Kusari CLI
Command line interface for Kusari.
Installation
-
Have Go installed.
-
go install github.com/kusaridev/kusari-cli/kusari@latest
Alternatively, you can install pre-built binaries for supported platforms from
the GitHub releases page.
Usage
For detailed information, see the Kusari Documentation.
kusari auth login
Logs into Kusari. Default parameters are good for most use cases. Access token
is stored in $HOME/.kusari/tokens.json.
Workspace Selection
During your first login, you'll be prompted to select a workspace. Your selected
workspace determines where your scan results will be stored.
Interactive Login (default):
kusari auth login
If you have multiple workspaces, you'll see a prompt:
Available workspaces:
[1] Development Workspace
[2] Production Workspace
Select a workspace (1-2):
If you only have one workspace, it will be auto-selected.
CI/CD Login (with client secret):
kusari auth login --client-secret <secret> --client-id <id>
In CI/CD mode, the first available workspace is automatically selected without
prompting, ensuring non-interactive execution.
SSO Login (SAML authentication):
kusari auth login --use-sso
Use the --use-sso flag to authenticate with your organization's SSO (SAML)
identity provider. This redirects you to your corporate login page and opens
the Kusari console with SSO parameters after successful authentication.
Workspace Storage:
Your selected workspace is stored in $HOME/.kusari/workspace.json and is tied
to your current platform and authentication endpoint. If you switch environments
(e.g., from production to development), you'll be prompted to select a workspace
for the new environment.
Switching Environments:
If you need to work with different Kusari environments (development, production, etc.),
use the --platform-url and --auth-endpoint flags:
# Development environment
kusari auth login --platform-url https://platform.api.dev.kusari.cloud/ \
--auth-endpoint https://auth.dev.kusari.cloud/
# Production environment (default)
kusari auth login
When you change environments, the CLI will detect the mismatch and prompt you to
select a workspace for the new environment.

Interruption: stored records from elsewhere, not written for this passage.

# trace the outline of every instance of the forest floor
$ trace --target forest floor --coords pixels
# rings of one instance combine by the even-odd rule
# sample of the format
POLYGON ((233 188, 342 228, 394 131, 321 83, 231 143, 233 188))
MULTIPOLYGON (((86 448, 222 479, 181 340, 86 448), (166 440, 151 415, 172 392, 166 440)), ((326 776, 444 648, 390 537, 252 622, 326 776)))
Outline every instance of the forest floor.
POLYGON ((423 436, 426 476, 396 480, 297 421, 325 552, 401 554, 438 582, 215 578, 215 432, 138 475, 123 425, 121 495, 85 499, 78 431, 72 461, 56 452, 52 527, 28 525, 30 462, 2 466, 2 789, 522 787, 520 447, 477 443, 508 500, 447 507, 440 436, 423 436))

kusari auth select-workspace
Change your active workspace without re-authenticating. This is useful when you
need to switch between workspaces in the same environment.
kusari auth select-workspace
You'll be shown your current workspace and prompted to select a new one:
Current workspace: Development Workspace
Available workspaces:
[1] Development Workspace
[2] Production Workspace
Select a workspace (1-2):
kusari repo scan
Scans a diff on a git repository using Kusari
Inspector. This will scan a set of changes,
so a git revision is needed to compare to. Usage:
kusari repo scan <directory> <git-rev>
Where <directory> is the directory of the git repository you wish to scan,
and <git-rev> is the git revision to compare with the working tree to
generate the set of changes. See Git
documentation, for examples of git
revisions. The revision must be a single revision to compare the working tree
against, not a range.
The scan will use your currently selected workspace, which will be displayed at
the start of the scan:
Packaging directory...
Using workspace: Development Workspace
Uploading package repo...
Examples:
kusari repo scan ~/git/guac HEAD^
Will scan my ~/git/guac repository and compare the working tree with the
commit before the most recent commit.
kusari repo scan ~/git/guac origin/main
Will scan my ~/git/guac repository and compare the working tree with the
main branch from the remote origin.
Kusari Inspector results will be stored and displayed in the Kusari
Console.
Output Formats:
The scan command supports multiple output formats via the --output-format flag:
kusari repo scan --output-format sarif . origin/main
Available formats:
json (default) - Detailed JSON output with full analysis results
sarif - SARIF format compatible with GitLab SAST reports
The SARIF format integrates with GitLab's Security Dashboard when used as a CI artifact.
CI/CD Integration
The kusari repo scan command supports automatic posting of scan results as comments on merge requests and pull requests using the --comment flag:
GitLab:
kusari repo scan --comment gitlab . origin/main
GitHub:
kusari repo scan --comment github . origin/main
When enabled in a CI/CD environment, this will:
- Post a summary comment with security findings
- Post inline comments on specific lines of code where issues are detected
- Update existing comments instead of creating duplicates on subsequent runs
Setup Instructions:
For complete setup instructions, templates, and reusable workflows for both GitLab and GitHub, see the Kusari CI Templates repository.
kusari repo risk-check
Analyze a repository's overall security posture (Coming soon!)